This group relies on brokered deposits to a far greater extent than the money centers or the smaller banks. The money centers average about 3% of deposits from brokers, and banks that have less than $5 billion average about 4%. For banks in the range of $5 billion to $100 billion, the average is about 14%.   

Brokered deposits are acquired through brokers that represent investment clients who are seeking the greatest return possible on FDIC-insured bank certificates of deposit.

In general, brokered deposits supply higher rates of return to depositors than those offered directly by banks, which are called core deposits. Banks access brokered deposits when their ability to attract deposits directly is limited, or when they are willing and able to make more loans than their existing core deposits can support.

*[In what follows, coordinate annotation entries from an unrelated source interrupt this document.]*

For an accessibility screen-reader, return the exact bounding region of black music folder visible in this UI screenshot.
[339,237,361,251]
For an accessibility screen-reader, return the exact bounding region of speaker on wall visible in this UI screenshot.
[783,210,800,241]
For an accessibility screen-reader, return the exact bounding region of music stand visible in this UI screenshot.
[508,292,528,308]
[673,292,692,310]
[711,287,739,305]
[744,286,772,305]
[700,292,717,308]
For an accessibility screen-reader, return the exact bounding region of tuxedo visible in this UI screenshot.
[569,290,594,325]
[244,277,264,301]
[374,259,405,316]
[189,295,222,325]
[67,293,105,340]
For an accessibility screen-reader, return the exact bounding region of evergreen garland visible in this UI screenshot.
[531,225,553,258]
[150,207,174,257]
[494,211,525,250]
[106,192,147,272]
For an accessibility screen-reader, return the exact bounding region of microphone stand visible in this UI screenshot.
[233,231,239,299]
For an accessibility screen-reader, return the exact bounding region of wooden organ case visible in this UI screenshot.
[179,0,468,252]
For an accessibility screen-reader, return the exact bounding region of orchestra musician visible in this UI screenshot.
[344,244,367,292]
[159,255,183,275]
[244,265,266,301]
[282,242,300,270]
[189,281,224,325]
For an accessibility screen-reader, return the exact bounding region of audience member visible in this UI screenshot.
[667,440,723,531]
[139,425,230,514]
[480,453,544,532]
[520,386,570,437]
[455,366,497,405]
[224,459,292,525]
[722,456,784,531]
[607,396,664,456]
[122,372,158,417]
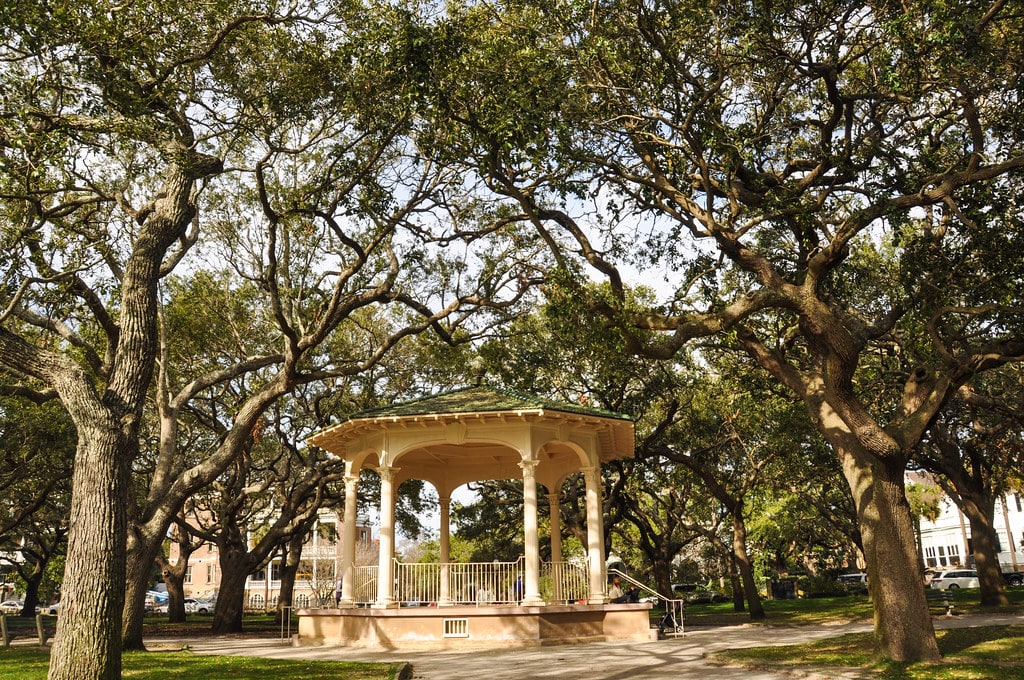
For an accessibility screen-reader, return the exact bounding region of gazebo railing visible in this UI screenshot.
[541,562,590,604]
[352,564,377,604]
[354,557,590,606]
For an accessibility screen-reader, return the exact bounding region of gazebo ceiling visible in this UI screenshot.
[307,386,634,487]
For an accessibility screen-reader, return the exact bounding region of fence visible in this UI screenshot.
[353,557,590,606]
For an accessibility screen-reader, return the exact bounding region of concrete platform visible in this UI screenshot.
[297,603,651,650]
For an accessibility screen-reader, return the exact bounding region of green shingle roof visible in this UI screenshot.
[343,385,633,422]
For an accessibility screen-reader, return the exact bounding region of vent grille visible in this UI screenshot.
[444,619,469,637]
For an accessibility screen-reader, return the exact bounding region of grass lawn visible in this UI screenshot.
[0,646,401,680]
[686,588,1024,626]
[704,588,1024,680]
[716,626,1024,680]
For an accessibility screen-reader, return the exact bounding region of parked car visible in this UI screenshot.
[931,569,980,590]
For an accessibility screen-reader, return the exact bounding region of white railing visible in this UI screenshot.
[608,569,686,637]
[541,562,590,604]
[353,557,590,606]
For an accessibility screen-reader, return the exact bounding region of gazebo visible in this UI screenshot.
[298,386,650,648]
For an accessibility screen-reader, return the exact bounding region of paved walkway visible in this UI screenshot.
[150,614,1024,680]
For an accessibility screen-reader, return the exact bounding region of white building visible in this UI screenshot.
[921,485,1024,571]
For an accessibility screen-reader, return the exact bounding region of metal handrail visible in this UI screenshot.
[608,568,686,636]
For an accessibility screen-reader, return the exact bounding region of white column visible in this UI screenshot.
[519,461,544,606]
[374,466,398,609]
[548,492,565,604]
[581,466,608,604]
[437,495,452,606]
[339,473,359,608]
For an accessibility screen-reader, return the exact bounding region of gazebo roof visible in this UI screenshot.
[342,385,633,422]
[307,385,634,488]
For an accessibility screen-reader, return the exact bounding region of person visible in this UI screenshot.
[608,577,626,604]
[608,576,640,604]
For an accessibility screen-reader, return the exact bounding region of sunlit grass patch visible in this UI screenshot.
[718,626,1024,680]
[0,647,400,680]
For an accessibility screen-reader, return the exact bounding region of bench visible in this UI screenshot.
[0,613,56,647]
[925,588,956,617]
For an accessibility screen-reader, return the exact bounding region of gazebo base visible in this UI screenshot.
[297,603,653,649]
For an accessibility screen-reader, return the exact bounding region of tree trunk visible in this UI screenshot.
[213,559,250,635]
[122,536,161,650]
[728,551,746,611]
[163,558,187,624]
[962,494,1008,607]
[213,544,251,634]
[732,504,765,621]
[47,423,130,680]
[834,442,941,662]
[267,533,301,624]
[22,562,46,617]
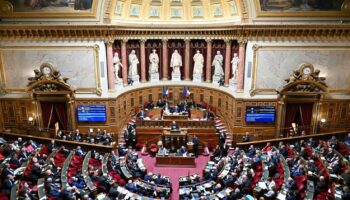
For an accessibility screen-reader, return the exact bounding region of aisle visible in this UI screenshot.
[139,153,210,200]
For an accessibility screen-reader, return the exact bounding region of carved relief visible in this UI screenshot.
[280,63,327,94]
[27,63,71,91]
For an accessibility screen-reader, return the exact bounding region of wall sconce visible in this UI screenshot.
[320,118,327,127]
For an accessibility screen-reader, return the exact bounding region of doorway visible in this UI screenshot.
[284,103,314,136]
[40,101,69,130]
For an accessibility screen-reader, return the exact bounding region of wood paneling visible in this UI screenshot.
[0,99,38,129]
[319,100,350,132]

High levels of brokered deposits were a contributing factor in both the savings and loan crisis of the late 1980s and the most recent financial crisis. As a result, many investors view high levels of brokered deposits as indicating weak or overly aggressive banks.

This is not necessarily the case, however. Many large banks have chosen to access deposits through brokers as a means of reducing the internal expenses associated with direct marketing.

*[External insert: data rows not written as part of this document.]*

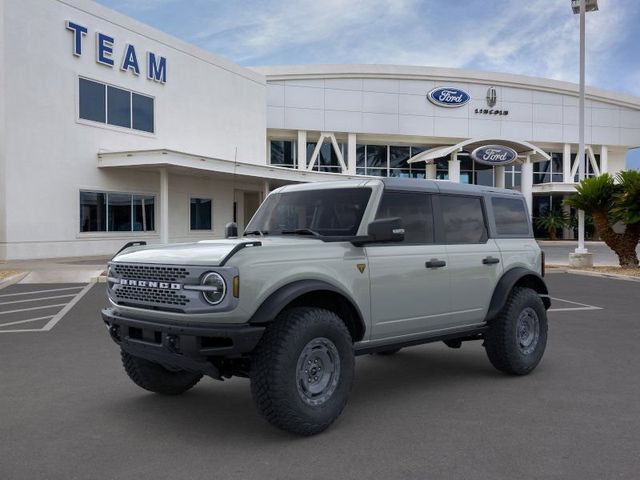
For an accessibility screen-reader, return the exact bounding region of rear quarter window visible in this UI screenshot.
[491,197,530,237]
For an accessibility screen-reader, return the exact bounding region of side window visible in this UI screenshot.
[440,195,488,244]
[491,197,530,237]
[376,192,433,244]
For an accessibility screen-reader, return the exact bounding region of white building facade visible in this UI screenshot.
[0,0,640,260]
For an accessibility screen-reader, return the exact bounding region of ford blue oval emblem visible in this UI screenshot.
[471,145,518,165]
[427,87,471,108]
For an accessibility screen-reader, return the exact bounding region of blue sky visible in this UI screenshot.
[98,0,640,168]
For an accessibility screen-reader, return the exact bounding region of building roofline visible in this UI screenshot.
[250,64,640,109]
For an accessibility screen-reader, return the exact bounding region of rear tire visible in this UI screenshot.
[251,307,355,435]
[485,287,548,375]
[120,350,202,395]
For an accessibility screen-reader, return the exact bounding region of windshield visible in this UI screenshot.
[244,188,371,236]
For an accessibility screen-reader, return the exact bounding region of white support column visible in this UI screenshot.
[449,152,460,183]
[521,155,533,215]
[600,145,609,174]
[493,165,504,188]
[347,133,357,175]
[296,130,307,170]
[428,163,438,180]
[160,168,169,244]
[562,143,573,183]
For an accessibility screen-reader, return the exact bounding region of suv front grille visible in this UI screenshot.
[114,264,189,282]
[115,285,190,307]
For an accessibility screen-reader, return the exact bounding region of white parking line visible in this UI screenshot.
[0,303,66,315]
[0,285,83,298]
[0,293,77,305]
[0,315,53,332]
[547,297,603,312]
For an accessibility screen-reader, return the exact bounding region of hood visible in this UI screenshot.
[112,236,321,267]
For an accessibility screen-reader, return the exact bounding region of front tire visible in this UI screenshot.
[120,350,202,395]
[251,307,355,435]
[485,287,548,375]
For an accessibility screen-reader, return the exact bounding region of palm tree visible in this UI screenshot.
[536,208,569,240]
[565,170,640,268]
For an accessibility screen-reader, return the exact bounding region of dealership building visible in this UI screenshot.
[0,0,640,260]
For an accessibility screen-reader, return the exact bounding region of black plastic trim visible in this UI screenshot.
[219,241,262,267]
[249,280,366,341]
[486,267,551,321]
[102,308,265,378]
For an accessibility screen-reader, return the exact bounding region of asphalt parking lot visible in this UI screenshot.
[0,273,640,480]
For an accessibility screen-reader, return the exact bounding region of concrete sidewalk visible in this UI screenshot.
[538,240,640,266]
[0,257,110,284]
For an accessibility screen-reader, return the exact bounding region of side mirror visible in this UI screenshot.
[224,222,238,238]
[369,217,404,243]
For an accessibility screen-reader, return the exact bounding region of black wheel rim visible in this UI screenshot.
[296,337,340,407]
[516,307,540,355]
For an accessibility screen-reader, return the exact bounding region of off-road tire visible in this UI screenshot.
[251,307,355,435]
[376,347,402,357]
[120,350,202,395]
[484,287,547,375]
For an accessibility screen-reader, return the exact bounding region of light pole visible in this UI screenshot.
[571,0,598,262]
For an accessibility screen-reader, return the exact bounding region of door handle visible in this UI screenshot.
[424,258,447,268]
[482,256,500,265]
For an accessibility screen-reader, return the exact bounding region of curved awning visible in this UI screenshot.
[408,138,551,163]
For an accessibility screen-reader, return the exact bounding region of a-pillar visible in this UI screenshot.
[426,162,438,180]
[160,168,169,244]
[521,155,533,215]
[493,165,504,188]
[296,130,307,170]
[347,133,357,175]
[449,152,460,183]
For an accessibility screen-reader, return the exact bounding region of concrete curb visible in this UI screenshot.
[0,272,31,290]
[565,268,640,282]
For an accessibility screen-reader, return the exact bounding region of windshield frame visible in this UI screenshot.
[243,185,376,241]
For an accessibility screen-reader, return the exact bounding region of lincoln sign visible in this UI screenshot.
[471,145,518,165]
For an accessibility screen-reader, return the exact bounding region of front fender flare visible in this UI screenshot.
[249,280,366,340]
[485,267,551,322]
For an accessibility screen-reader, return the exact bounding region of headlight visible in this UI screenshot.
[202,272,227,305]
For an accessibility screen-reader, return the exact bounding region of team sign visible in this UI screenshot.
[67,20,167,83]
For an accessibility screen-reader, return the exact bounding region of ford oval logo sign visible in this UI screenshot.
[427,87,471,108]
[471,145,518,165]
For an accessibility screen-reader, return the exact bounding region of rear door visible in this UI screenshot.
[437,194,502,326]
[366,191,451,340]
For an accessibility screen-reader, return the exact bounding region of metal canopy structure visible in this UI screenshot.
[408,138,551,163]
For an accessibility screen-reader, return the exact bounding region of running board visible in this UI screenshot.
[355,325,488,355]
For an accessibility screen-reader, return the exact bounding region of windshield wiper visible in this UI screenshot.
[280,228,322,237]
[243,230,269,237]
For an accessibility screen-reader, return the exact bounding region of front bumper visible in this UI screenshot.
[102,308,265,378]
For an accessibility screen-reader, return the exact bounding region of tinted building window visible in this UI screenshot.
[107,87,131,128]
[79,78,107,123]
[80,192,155,232]
[107,193,132,232]
[491,198,529,237]
[80,192,107,232]
[376,192,433,244]
[133,195,156,232]
[191,198,211,230]
[78,78,155,133]
[131,93,154,133]
[271,140,296,168]
[440,195,488,244]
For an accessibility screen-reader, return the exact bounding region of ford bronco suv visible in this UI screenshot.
[102,179,550,435]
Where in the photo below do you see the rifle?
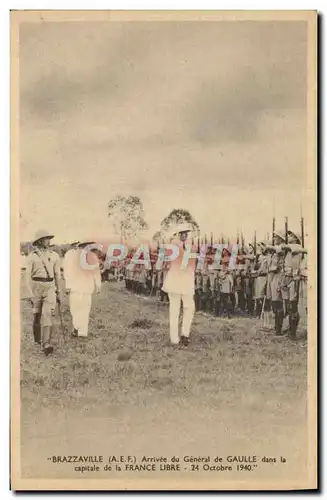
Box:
[57,297,66,347]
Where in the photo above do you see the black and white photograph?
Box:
[11,10,317,491]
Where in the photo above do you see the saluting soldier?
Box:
[219,261,234,318]
[298,249,308,326]
[25,230,61,356]
[162,224,196,346]
[244,243,256,315]
[283,230,304,339]
[64,239,101,337]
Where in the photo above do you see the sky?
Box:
[19,21,307,242]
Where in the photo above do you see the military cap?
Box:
[32,229,54,245]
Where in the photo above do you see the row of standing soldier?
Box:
[102,220,307,339]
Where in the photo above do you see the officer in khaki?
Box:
[25,230,60,355]
[283,231,305,339]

At Morgan Stanley (MS) almost 100% of the deposits are classified as brokered. At Goldman Sachs (GS) it's over 50%, and at American Express (AXP) and Discover Financial Services (DFS) it's over 40%.

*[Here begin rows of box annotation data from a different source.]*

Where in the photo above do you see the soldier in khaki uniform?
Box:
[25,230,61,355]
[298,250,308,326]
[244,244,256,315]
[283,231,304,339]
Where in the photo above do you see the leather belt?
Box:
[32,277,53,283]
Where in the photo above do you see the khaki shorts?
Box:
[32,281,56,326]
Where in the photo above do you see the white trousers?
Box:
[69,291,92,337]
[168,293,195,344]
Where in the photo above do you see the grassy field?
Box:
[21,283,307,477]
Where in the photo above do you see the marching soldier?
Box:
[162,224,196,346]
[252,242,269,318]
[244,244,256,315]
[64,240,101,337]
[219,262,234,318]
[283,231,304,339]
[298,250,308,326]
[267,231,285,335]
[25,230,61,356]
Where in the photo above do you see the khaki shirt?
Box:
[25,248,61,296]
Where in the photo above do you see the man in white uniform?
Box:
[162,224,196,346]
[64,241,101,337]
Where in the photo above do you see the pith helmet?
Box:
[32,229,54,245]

In comparison, the percentage of deposits classified as brokered at the big four U.S. money centers are as follows: JPMorgan (JPM), 1%, Wells Fargo (WFC) 2%, Bank of America (BAC) 5% and Citigroup (C) 7%.

The problematic issues in the past have been the result of some banks increasingly accessing brokered deposits for the purposes of funding increasingly aggressive loan growth, usually involving real estate transactions.

Since the latest financial crisis, this issue has been diminishing as most banks are more focused on clearing their residual loan problems than in making more loans.

Right now, though, two publicly traded banks are exhibiting the early signs of accessing brokered deposits to support more aggressive lending: Toronto-Dominion (TD) and New York Community Bancorp (NYCB).  

That does not mean they are in trouble or even that they will be. It is probably more indicative of strength as they seek to exploit their competitors' lack of interest in making loans and moving to support lending by acquiring brokered deposits. 

Toronto-Dominion has consistently been involved in accessing brokered deposits and has increased its percentage of brokered deposits from about 30% four years ago to about 36% today. It is using these deposits to expand its lending for residential and commercial mortgages, as well as auto and commercial and industrial loans.

New York Community Bancorp has increased its percentage of brokered deposits from about 13% four years ago to about 20% currently. It is using these deposits to lend on multi-family and commercial real estate in the New York City area.